Create a class ComplexNumber with:
- A constructor to set the values for the real part and the imaginary part.
- Setters and getters for both.
- A method "ToString", which would return "(2,-3)"
- A method "GetMagnitude" to return the magnitude of the complex number (square root of a2+b2)
- A method "Add", to sum two complex numbers (the real part will be the sum of both real parts, and the imaginary part will be the sum of both imaginary parts)

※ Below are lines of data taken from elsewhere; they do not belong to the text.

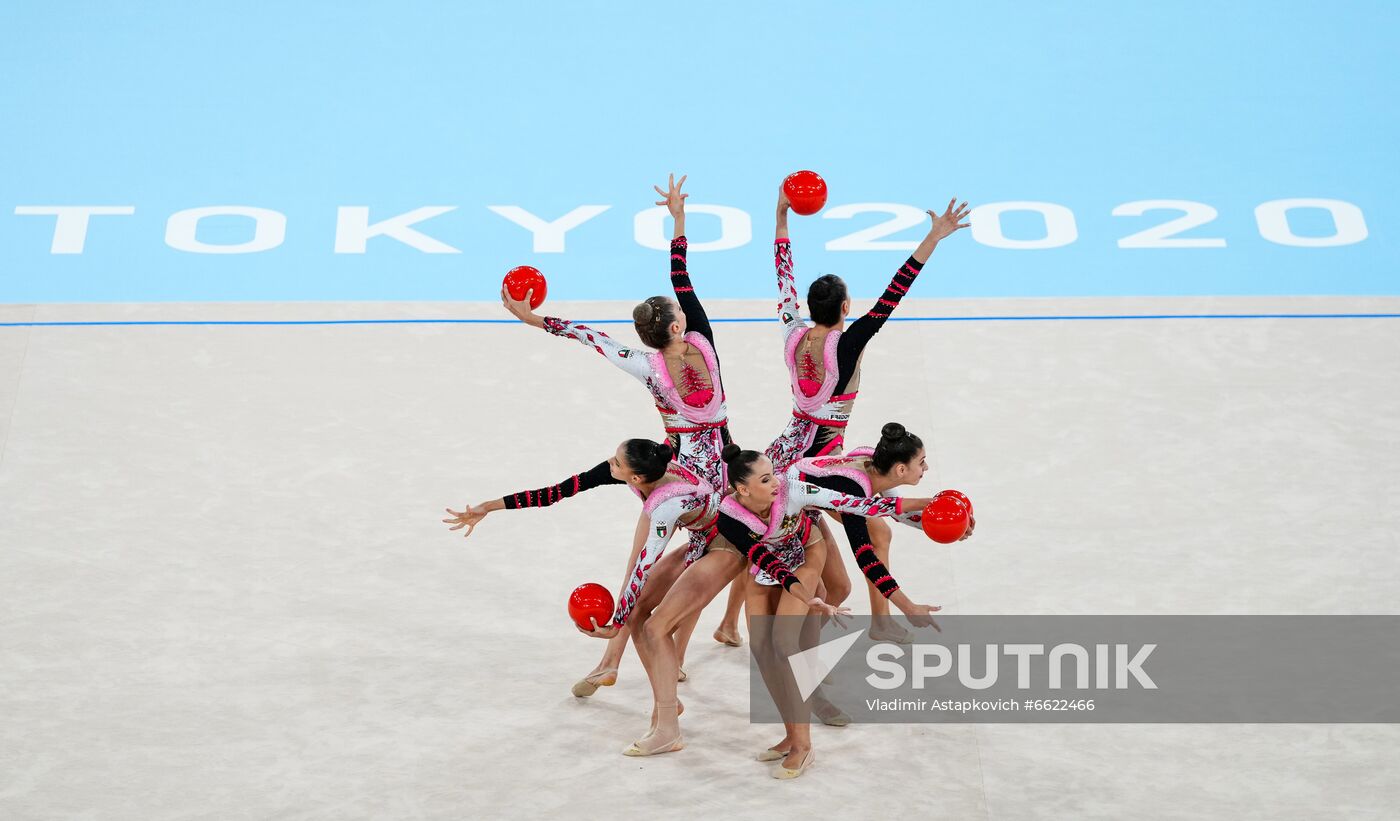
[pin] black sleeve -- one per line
(858, 534)
(742, 538)
(858, 332)
(595, 477)
(696, 318)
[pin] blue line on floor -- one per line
(1061, 318)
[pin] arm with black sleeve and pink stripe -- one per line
(595, 477)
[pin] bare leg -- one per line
(683, 632)
(605, 673)
(728, 629)
(833, 573)
(882, 626)
(657, 643)
(774, 642)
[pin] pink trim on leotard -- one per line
(805, 402)
(668, 387)
(840, 467)
(731, 506)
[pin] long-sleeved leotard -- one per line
(777, 545)
(823, 390)
(686, 502)
(595, 477)
(693, 412)
(846, 474)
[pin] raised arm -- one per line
(675, 202)
(595, 477)
(861, 329)
(790, 313)
(632, 360)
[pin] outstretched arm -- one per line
(595, 477)
(790, 313)
(675, 202)
(633, 362)
(944, 224)
(762, 556)
(809, 495)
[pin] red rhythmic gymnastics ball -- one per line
(956, 495)
(945, 520)
(524, 279)
(805, 191)
(590, 600)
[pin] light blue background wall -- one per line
(307, 107)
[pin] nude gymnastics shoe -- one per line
(639, 751)
(588, 685)
(781, 772)
(896, 636)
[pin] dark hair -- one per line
(739, 463)
(653, 320)
(647, 458)
(896, 446)
(825, 297)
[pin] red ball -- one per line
(524, 279)
(590, 600)
(805, 191)
(956, 495)
(945, 520)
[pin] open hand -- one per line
(829, 610)
(675, 201)
(468, 519)
(949, 220)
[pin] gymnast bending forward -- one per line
(767, 510)
(823, 363)
(681, 373)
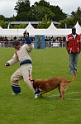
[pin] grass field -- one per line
(24, 109)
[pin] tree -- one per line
(59, 15)
(22, 7)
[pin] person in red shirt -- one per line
(73, 46)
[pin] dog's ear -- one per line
(33, 84)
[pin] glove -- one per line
(7, 64)
(28, 40)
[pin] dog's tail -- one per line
(69, 81)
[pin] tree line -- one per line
(44, 12)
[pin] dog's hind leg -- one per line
(63, 87)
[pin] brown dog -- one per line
(50, 84)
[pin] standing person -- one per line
(22, 55)
(73, 46)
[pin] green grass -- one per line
(24, 109)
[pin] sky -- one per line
(67, 6)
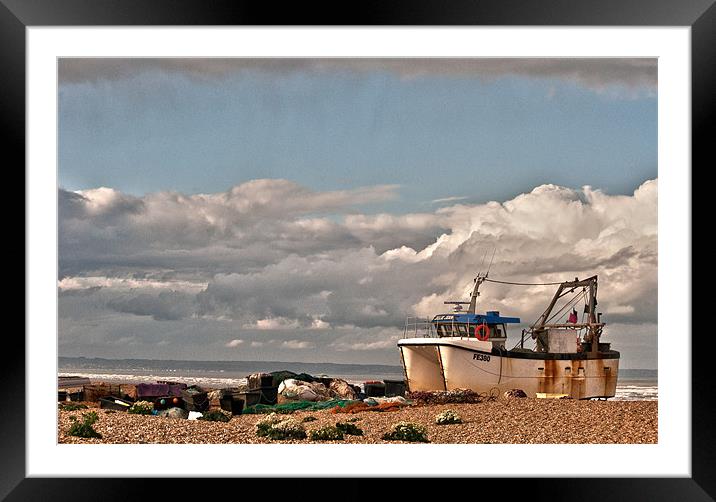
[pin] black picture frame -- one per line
(699, 15)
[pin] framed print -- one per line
(231, 212)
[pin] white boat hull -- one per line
(467, 363)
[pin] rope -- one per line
(526, 283)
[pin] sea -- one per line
(632, 385)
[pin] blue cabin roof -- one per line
(487, 318)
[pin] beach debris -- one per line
(215, 416)
(292, 389)
(326, 433)
(373, 404)
(341, 389)
(451, 396)
(72, 406)
(114, 403)
(84, 428)
(280, 376)
(349, 428)
(292, 406)
(94, 392)
(151, 391)
(128, 391)
(374, 388)
(215, 397)
(447, 417)
(165, 402)
(195, 398)
(174, 413)
(394, 387)
(550, 395)
(514, 393)
(260, 380)
(407, 431)
(232, 404)
(65, 382)
(141, 408)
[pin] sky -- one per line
(300, 209)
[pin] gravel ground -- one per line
(504, 421)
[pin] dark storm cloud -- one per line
(595, 73)
(298, 275)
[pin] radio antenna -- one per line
(493, 257)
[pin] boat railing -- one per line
(418, 327)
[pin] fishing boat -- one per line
(464, 349)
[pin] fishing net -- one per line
(287, 408)
(359, 406)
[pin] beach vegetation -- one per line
(72, 406)
(215, 416)
(84, 427)
(327, 433)
(275, 426)
(349, 428)
(141, 408)
(448, 417)
(407, 431)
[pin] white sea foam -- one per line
(633, 391)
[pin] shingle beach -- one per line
(524, 420)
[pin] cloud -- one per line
(594, 73)
(297, 344)
(315, 273)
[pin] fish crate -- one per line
(233, 405)
(195, 399)
(259, 380)
(269, 395)
(394, 388)
(249, 398)
(94, 392)
(374, 389)
(169, 402)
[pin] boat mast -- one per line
(475, 293)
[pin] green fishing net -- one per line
(286, 408)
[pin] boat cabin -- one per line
(490, 326)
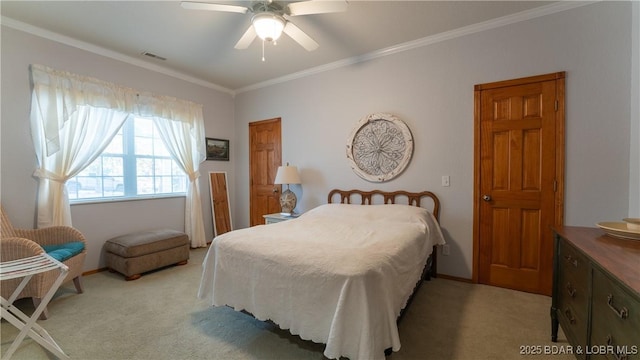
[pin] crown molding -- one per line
(34, 30)
(429, 40)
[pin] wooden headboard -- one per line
(369, 197)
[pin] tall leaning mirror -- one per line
(220, 210)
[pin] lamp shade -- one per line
(287, 175)
(268, 26)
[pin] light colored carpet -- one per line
(160, 317)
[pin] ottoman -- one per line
(136, 253)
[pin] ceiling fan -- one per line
(270, 18)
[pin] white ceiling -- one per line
(200, 44)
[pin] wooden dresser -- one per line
(596, 293)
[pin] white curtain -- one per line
(186, 149)
(78, 146)
(64, 109)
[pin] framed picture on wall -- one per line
(217, 149)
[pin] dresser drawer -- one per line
(573, 293)
(615, 318)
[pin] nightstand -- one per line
(277, 217)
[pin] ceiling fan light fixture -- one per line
(268, 26)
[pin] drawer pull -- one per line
(570, 259)
(615, 354)
(622, 314)
(571, 290)
(569, 316)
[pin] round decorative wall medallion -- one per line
(380, 147)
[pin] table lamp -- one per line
(287, 175)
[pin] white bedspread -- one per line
(339, 274)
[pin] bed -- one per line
(340, 274)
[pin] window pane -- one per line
(145, 185)
(116, 146)
(144, 167)
(112, 165)
(144, 146)
(135, 163)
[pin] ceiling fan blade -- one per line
(194, 5)
(246, 39)
(317, 7)
(300, 37)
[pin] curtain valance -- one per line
(60, 93)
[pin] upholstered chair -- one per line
(21, 243)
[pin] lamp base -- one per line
(288, 202)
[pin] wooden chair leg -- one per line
(45, 313)
(77, 281)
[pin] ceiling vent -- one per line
(152, 55)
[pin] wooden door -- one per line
(220, 203)
(519, 181)
(265, 155)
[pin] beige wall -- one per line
(430, 88)
(98, 222)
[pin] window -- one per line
(135, 164)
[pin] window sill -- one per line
(122, 199)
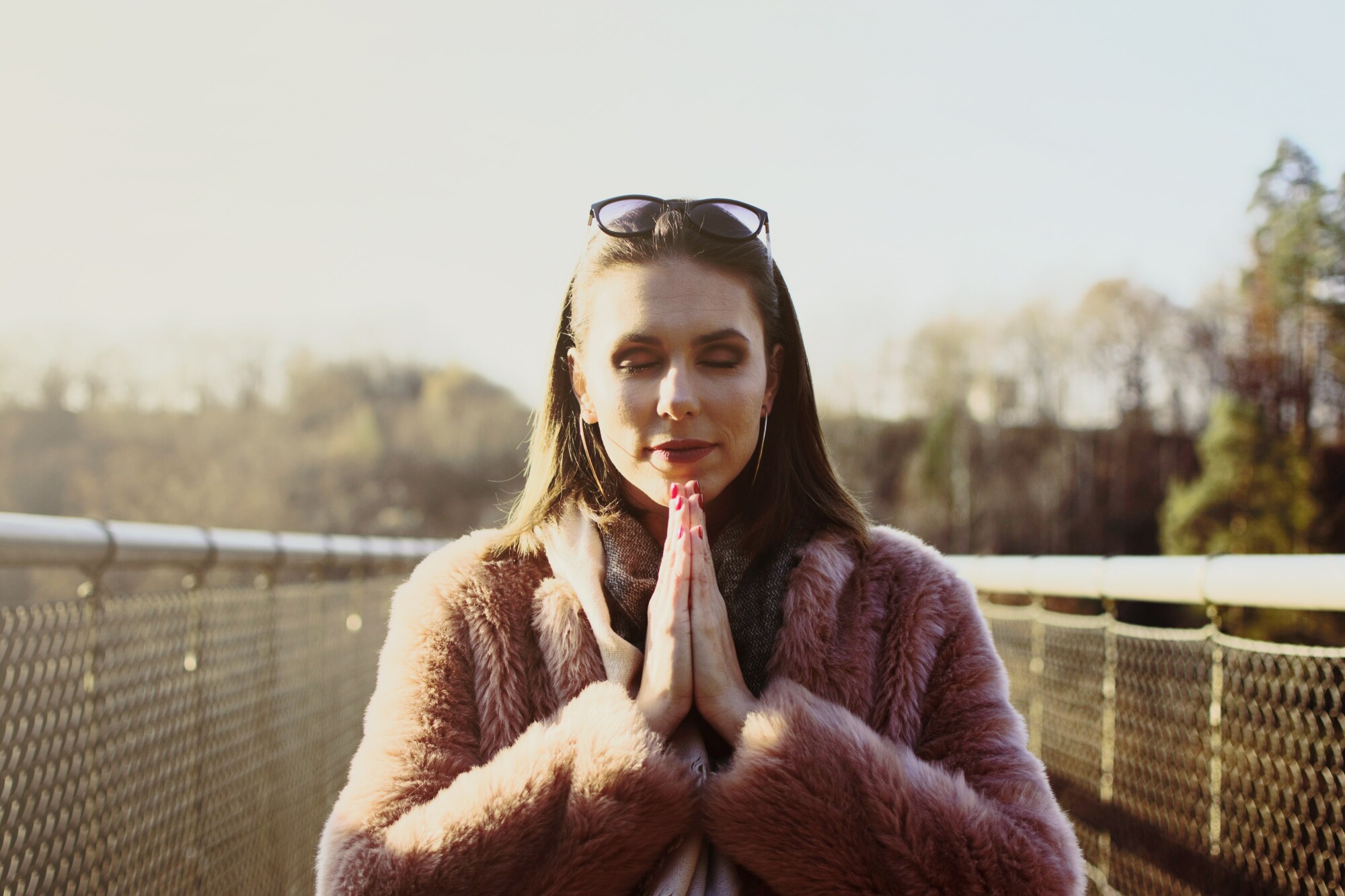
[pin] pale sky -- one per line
(189, 186)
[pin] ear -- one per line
(579, 386)
(773, 376)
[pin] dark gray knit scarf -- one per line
(754, 587)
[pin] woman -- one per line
(688, 663)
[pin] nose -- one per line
(677, 396)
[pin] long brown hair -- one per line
(796, 474)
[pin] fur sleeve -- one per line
(583, 801)
(816, 801)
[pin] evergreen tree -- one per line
(1252, 495)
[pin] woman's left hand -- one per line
(722, 694)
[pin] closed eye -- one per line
(724, 365)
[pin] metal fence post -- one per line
(1038, 669)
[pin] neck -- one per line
(654, 516)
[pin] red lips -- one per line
(683, 451)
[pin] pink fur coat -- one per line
(884, 758)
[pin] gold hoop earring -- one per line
(765, 421)
(587, 454)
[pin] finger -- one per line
(684, 571)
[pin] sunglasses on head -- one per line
(636, 216)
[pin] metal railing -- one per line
(189, 740)
(193, 739)
(1191, 760)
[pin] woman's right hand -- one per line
(665, 696)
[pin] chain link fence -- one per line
(193, 740)
(1191, 762)
(181, 741)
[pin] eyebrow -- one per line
(728, 333)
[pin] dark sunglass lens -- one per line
(629, 216)
(727, 220)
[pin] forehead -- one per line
(675, 300)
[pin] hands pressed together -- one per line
(689, 654)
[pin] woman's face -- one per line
(673, 353)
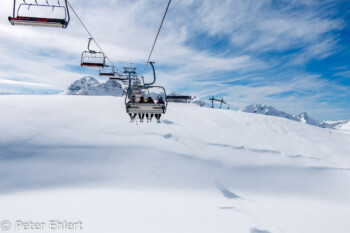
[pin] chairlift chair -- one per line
(137, 91)
(107, 71)
(93, 59)
(31, 14)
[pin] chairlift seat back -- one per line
(49, 15)
(145, 108)
(42, 22)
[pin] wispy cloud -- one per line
(248, 51)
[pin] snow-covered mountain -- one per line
(91, 86)
(271, 111)
(201, 170)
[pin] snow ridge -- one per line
(271, 111)
(91, 86)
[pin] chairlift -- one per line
(44, 15)
(141, 90)
(93, 59)
(107, 71)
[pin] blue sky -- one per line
(293, 55)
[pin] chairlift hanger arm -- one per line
(154, 75)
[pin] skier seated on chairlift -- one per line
(160, 101)
(132, 101)
(141, 115)
(149, 101)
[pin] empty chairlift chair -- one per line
(93, 59)
(107, 71)
(45, 14)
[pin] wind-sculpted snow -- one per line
(78, 158)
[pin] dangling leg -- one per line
(159, 116)
(131, 117)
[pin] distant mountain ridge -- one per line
(302, 117)
(91, 86)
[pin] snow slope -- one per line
(271, 111)
(77, 158)
(91, 86)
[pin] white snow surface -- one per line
(271, 111)
(78, 158)
(90, 86)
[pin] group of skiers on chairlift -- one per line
(148, 101)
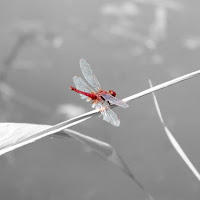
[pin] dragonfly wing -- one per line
(108, 114)
(88, 74)
(112, 100)
(81, 85)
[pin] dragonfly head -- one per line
(113, 93)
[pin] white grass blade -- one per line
(66, 124)
(161, 86)
(173, 140)
(15, 133)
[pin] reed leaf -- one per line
(172, 139)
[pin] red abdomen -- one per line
(92, 96)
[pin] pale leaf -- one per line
(173, 141)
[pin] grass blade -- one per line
(173, 141)
(14, 133)
(66, 124)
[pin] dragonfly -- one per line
(102, 99)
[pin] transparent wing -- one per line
(108, 114)
(88, 74)
(81, 85)
(115, 101)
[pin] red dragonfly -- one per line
(101, 99)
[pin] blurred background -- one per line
(126, 43)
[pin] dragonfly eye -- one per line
(113, 93)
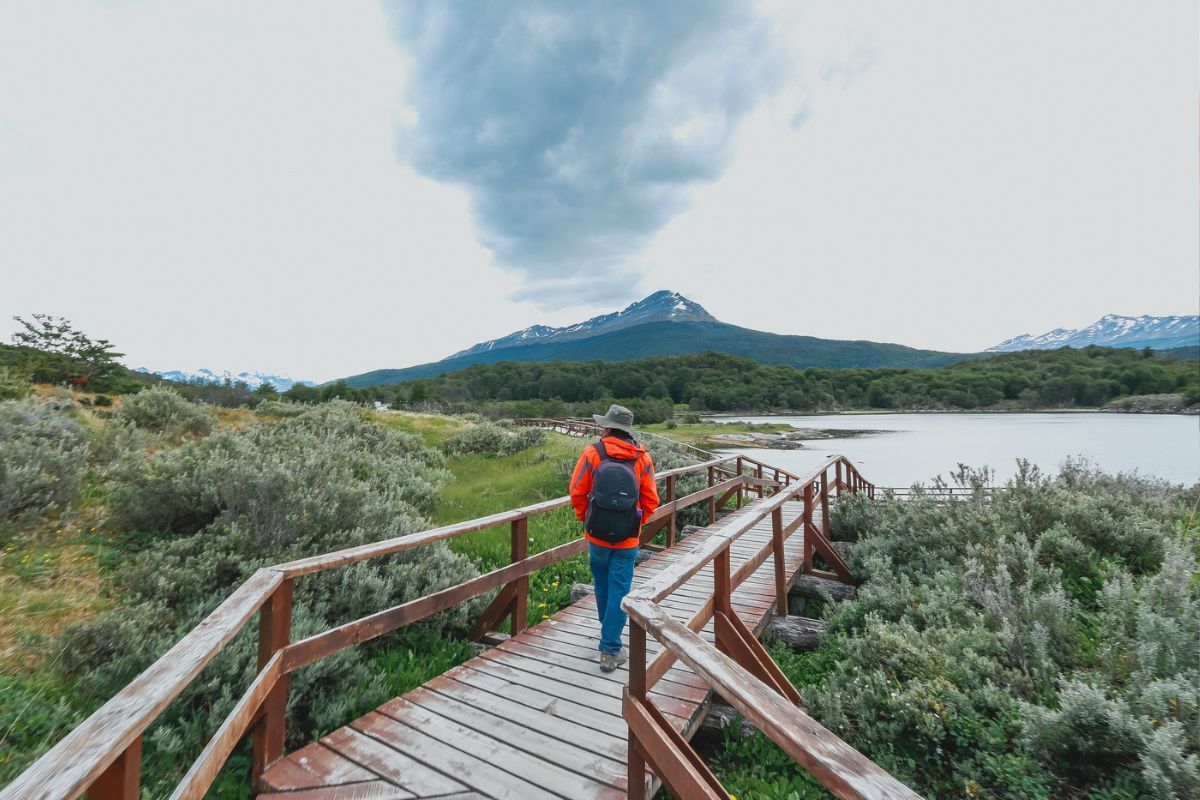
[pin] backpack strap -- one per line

Create a test program, to try these capabilities.
Solution
using System;
class ComplexNumber
{
protected double a, b;
public ComplexNumber(double realPart, double imaginaryPart)
{
a = realPart;
b = imaginaryPart;
}
public double GetReal()
{
return a;
}
public void SetReal(double a)
{
this.a = a;
}
public double GetImaginary()
{
return b;
}
public void SetImaginary(double b)
{
this.b = b;
}
public new string ToString()
{
return "("+a+","+b+")";
}
public double GetMagnitude()
{
return Math.Sqrt ((a * a) + (b * b));
}
public void Add(ComplexNumber c2)
{
a += c2.GetReal();
b += c2.GetImaginary();
}
}
class ComplexTest
{
static void Main()
{
bool debug = false;
ComplexNumber number = new ComplexNumber(5, 2);
Console.WriteLine("Number is: "+ number.ToString());
number.SetImaginary(-3);
Console.WriteLine("Number is: "+ number.ToString());
Console.Write("Magnitude is: ");
Console.WriteLine(number.GetMagnitude());
ComplexNumber number2 = new ComplexNumber(-1, 1);
number.Add(number2);
Console.Write("After adding: ");
Console.WriteLine(number.ToString());
if (debug)
Console.ReadLine();
}
}